When most of us travel, we like to visit famous landmarks in the area we’re touring. It’s easy to find famous landmarks, like the Eiffel Tower or the Great Pyramid, but can be difficult to find lesser known sites. And for armchair travelers, it can take time to search for images of landmarks even with powerful image search tools that use GPS tagged photos or offer virtual tours.
A group of researchers from Google and the National University of Singapore have helped solve this problem, by building a “web-scale landmark recognition engine.” They’re presenting a report on their work today at the Computer Vision and Pattern Recognition (CVPR) conference in Miami, Florida.
This is similar to the work UCSD researchers did using Google data centers a couple of years ago. That work, called Supervised Multiclass Labeling (SML), involved systematically training a computer to recognize statistically similar objects, and tagging the images with labels that described image characteristics. For more on that project, see Teaching Google To See Images.
By contrast, the landmark recognition engine first had to gather the names of landmarks, and then associate those names with photos of specific landmarks. The researchers used clustering techniques to find similar images, filter out “noisy” images, as well as eliminating false positives (images that look similar but depict two entirely different things).

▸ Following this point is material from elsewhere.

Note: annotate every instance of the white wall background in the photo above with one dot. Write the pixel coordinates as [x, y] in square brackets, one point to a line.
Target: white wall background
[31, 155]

The researchers compiled a comprehensive list of landmarks from more than 20 million GPS-tagged photos and images located on online tour guide web pages. Armed with this list, candidate images for each landmark were obtained from photo sharing websites and by querying an image search engine. The resulting landmark recognition engine successfully identifed images of more than 50,000 landmarks from all over the world with 80% accuracy.
Unfortunately, Google has no immediate plans to make the new landmark search engine public, or incorporate it into image search. But you can read more about it in this official Google blog post, A new landmark in computer vision, or if you really want to dive into the technology, read the paper the researchers are presenting: Tour the World: building a web-scale landmark recognition engine (PDF).